If anyone hasn’t told you this, let me be the first to: I’m proud of you! Don’t tell me you’re blushing. *Smiles* In spite of your little age and disability, you discovered your talent when you were just age twelve. You started writing from age twelve. In the history of Mercyland International College (the spring you drank from), you’re the youngest and best poetess, writer, and speaker that has ever represented the school. I saw one of your books (My Anthology) about two days ago. Your writings brought me down the memory lane when I flipped through and found a poem titled “My Cry”. I won’t share it with you, because you don’t even have any cause to cry again.
You represented your L.G and came first. I can vividly remember how you sat betwixt dignitaries that day. Your joy knew no bounds as you shed those tears. Only a few would understand your tears; they were tears of joy. Among equals, you stood out. To say “I’m proud of you” is an understatement. I doff my cap for you! The day I finished from secondary school was actually the day I said goodbye to you. I had to say bye because I was moving to a different world entirely. Being with you won’t do me any good.

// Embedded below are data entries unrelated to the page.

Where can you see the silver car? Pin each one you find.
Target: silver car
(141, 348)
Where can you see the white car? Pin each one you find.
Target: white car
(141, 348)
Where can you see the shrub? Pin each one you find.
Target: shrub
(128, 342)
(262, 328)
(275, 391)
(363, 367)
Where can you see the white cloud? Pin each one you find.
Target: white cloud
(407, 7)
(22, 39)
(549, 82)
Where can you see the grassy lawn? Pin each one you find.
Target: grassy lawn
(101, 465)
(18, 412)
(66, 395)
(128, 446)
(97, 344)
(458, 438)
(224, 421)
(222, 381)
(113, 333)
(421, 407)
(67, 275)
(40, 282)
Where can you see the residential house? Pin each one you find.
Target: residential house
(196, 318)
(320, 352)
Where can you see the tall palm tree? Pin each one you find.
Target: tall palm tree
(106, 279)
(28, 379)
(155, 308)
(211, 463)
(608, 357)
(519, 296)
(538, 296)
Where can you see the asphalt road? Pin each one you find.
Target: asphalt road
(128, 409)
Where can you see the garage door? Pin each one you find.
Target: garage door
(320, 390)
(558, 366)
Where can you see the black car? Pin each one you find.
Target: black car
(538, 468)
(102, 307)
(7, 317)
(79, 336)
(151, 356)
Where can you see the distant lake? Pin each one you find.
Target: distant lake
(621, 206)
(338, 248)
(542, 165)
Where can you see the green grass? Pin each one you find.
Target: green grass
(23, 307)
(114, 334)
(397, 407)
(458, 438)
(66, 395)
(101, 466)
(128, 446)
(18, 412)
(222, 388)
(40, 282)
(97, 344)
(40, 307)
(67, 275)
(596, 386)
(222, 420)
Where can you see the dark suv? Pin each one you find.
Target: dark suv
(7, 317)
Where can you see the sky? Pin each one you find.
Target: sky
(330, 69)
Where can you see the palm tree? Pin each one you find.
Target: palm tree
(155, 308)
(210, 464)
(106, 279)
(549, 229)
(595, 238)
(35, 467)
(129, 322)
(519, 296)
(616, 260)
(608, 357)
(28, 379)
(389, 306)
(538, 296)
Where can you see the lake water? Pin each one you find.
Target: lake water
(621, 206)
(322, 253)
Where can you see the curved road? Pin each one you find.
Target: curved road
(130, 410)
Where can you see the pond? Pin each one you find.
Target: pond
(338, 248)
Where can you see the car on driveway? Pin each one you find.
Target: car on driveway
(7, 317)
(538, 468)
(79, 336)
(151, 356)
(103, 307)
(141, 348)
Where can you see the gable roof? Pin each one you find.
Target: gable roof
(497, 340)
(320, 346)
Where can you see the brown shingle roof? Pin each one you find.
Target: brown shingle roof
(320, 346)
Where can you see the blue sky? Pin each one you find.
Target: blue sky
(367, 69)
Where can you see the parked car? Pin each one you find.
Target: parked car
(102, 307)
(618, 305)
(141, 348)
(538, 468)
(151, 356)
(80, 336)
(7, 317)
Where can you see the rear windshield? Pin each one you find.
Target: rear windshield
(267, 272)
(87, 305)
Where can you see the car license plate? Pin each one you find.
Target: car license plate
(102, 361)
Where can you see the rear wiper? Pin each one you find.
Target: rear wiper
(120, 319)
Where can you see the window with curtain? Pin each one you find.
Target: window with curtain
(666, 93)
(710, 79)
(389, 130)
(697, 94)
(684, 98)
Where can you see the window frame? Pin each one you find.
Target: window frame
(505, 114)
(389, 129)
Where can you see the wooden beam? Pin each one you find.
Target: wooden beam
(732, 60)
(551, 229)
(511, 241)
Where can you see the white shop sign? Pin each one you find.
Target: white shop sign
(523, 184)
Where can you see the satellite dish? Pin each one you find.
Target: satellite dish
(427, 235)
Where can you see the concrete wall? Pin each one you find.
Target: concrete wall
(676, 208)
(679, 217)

Mother was so happy when she heard I left you, she has always been my great supporter since I bade farewell to you. I’m happy to tell you I’m not the same way I left you. I’ve killed the inferiority I inherited from you immediately I left. You know you’ve once told me you’d love to become a Chartered Accountant. I’ll attain that height soon. When I left you, you only wrote in books. The story has changed, I now write beyond books. I don’t talk like you do again; my writings do the talking. My writings will make you think, make you smile and make you cry at times.

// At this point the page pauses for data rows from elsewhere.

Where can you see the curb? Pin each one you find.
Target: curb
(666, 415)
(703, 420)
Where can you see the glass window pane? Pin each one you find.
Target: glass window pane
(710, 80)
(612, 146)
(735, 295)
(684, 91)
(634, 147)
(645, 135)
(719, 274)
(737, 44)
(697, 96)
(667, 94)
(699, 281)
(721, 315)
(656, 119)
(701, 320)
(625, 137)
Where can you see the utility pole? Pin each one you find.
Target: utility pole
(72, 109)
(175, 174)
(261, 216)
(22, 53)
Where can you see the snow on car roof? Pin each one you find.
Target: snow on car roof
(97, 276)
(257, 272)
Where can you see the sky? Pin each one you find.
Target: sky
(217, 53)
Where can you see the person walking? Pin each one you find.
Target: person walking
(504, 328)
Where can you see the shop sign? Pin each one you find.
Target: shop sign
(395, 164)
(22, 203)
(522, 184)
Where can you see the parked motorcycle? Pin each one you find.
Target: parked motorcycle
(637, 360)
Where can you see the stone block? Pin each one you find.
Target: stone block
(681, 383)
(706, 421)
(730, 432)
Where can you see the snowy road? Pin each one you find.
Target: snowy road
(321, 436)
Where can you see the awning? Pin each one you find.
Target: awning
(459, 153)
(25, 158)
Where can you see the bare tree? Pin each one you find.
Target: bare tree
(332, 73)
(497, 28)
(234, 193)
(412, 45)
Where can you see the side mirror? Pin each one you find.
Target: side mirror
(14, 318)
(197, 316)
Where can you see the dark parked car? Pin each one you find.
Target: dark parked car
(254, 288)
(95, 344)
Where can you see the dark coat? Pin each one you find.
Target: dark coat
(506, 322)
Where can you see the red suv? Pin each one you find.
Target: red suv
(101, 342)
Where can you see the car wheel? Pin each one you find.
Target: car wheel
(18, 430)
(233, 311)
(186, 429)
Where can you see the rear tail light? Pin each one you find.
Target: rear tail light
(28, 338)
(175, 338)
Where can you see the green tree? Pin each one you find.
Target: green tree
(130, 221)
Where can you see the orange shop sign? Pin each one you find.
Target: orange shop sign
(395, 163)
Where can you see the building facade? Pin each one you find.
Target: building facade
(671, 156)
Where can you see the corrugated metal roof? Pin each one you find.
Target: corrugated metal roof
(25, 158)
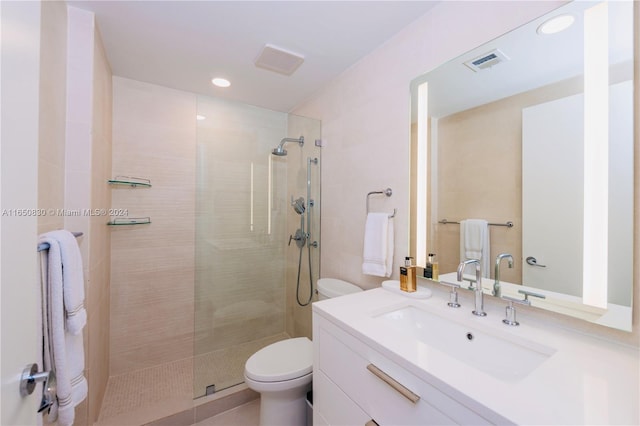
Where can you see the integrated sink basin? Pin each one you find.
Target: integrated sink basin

Life has taught me a lot, I’ve learnt and I’m still learning. Everyday comes with a lesson. My life itself is a lesson. I’ve been to so many places! I’ve seen a lot of faces! Fortune has smiled on me. It’s a great pleasure to write you that, I’m not the girl you’ve known me to be. I’m happy about the woman I’m becoming, extremely far above rubies. I’m not intimidating you. Urrgh! Don’t get me wrong. I’m just enumerating some of the benefits I’ve derived since I left you for Canaan. I’m happy to tell you, my eye is getting better, though it’s not the way God created it, but it’s still not the way it was then.
The Lord has worked on my sight, and I believe he is still working. I have a great assurance that I will make it. I have this confirmation within me that I’m going places. If the stroke of fortune would have it’s way, I’d love to tell you more when next I write. Tell your friends I’m still scaling the hurdles. Tell your peers I’m still clearing the obstacles. Tell them I’ve not gotten to Canaan. Tell them the battle is not yet over. Tell them I’ve not attain my desired heights. But tell them I’m not the Eunice they knew then. Send my love to the remaining younger self in the fold. Finally, all along my pilgrim journey, I want to walk with HIM. I look forward to writing to you soon when I badge more achievements.

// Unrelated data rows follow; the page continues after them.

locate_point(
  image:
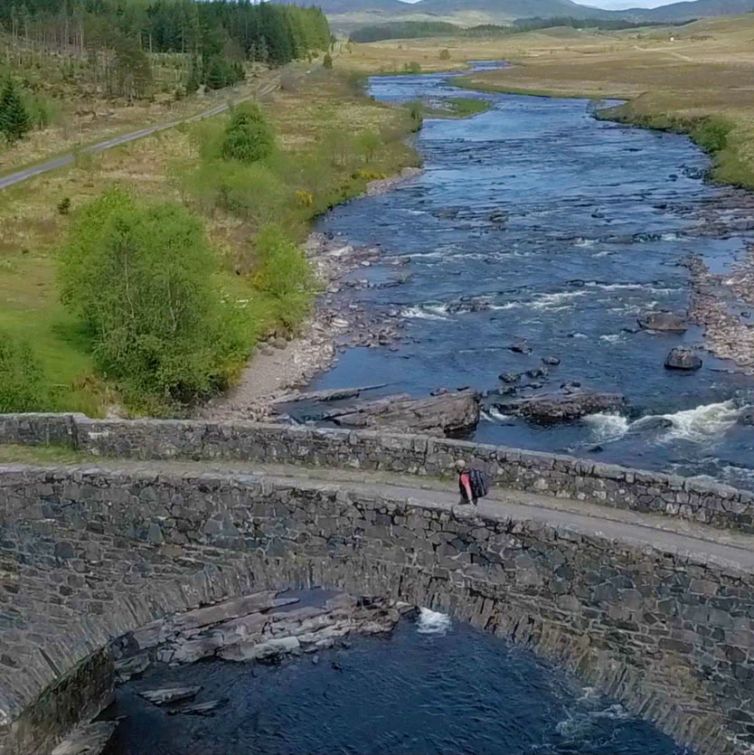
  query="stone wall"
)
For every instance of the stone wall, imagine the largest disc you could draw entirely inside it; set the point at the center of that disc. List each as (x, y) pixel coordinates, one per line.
(669, 635)
(549, 474)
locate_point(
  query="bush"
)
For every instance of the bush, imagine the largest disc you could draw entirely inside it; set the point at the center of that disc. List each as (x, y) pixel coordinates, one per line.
(369, 143)
(416, 113)
(140, 278)
(22, 381)
(283, 272)
(711, 134)
(248, 136)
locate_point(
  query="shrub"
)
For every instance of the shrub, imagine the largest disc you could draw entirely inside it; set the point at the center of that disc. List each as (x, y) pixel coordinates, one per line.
(711, 134)
(283, 272)
(22, 381)
(248, 136)
(369, 143)
(140, 278)
(416, 113)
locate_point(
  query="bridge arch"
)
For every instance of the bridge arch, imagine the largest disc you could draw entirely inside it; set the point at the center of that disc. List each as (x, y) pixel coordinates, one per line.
(105, 551)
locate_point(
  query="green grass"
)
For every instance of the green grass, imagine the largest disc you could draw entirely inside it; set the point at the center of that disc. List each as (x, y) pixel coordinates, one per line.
(466, 107)
(17, 454)
(304, 117)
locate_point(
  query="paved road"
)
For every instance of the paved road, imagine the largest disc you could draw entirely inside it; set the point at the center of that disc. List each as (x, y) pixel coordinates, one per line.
(64, 161)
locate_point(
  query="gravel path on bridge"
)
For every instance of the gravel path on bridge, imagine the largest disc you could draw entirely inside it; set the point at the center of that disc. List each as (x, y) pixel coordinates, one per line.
(691, 540)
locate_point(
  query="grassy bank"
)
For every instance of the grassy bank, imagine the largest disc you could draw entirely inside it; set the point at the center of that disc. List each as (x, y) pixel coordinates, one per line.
(331, 139)
(694, 80)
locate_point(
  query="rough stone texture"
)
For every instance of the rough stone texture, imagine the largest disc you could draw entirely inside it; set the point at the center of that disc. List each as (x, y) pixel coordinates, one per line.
(644, 615)
(549, 474)
(667, 322)
(682, 358)
(445, 414)
(564, 406)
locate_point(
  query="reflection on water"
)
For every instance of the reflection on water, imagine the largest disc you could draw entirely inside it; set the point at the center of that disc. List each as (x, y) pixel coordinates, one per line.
(432, 687)
(534, 220)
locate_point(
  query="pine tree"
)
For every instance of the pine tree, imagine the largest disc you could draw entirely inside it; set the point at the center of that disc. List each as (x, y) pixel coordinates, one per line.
(15, 121)
(192, 85)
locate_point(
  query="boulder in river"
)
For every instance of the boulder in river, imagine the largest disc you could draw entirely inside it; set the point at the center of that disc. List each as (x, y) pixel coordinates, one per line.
(666, 322)
(549, 408)
(746, 417)
(520, 347)
(446, 414)
(169, 695)
(682, 358)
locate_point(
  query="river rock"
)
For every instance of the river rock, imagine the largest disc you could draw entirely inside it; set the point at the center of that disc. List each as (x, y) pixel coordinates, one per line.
(746, 417)
(549, 408)
(168, 695)
(510, 377)
(199, 709)
(446, 414)
(520, 347)
(666, 322)
(682, 358)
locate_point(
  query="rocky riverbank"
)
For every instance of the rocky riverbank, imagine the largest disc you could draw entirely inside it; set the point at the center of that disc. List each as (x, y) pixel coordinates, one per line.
(723, 305)
(280, 366)
(265, 627)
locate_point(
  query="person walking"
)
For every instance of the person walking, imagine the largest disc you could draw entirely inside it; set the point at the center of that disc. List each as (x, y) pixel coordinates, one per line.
(468, 495)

Your older self, Oladokun Eunice.
Oladokun Eunice is that young teen that thinks big. She was not christened Grace, but she is an embodiment of Grace. She found Grace in all ramifications, Grace availed for her, Grace kept her, what have you. She’s an ardent Christian. She’s a prospective Chartered Accountant. She’s a prolific writer. She’s a poetess. She’s a reader. She’s a speaker. Also a student. She believes the pen can change the world.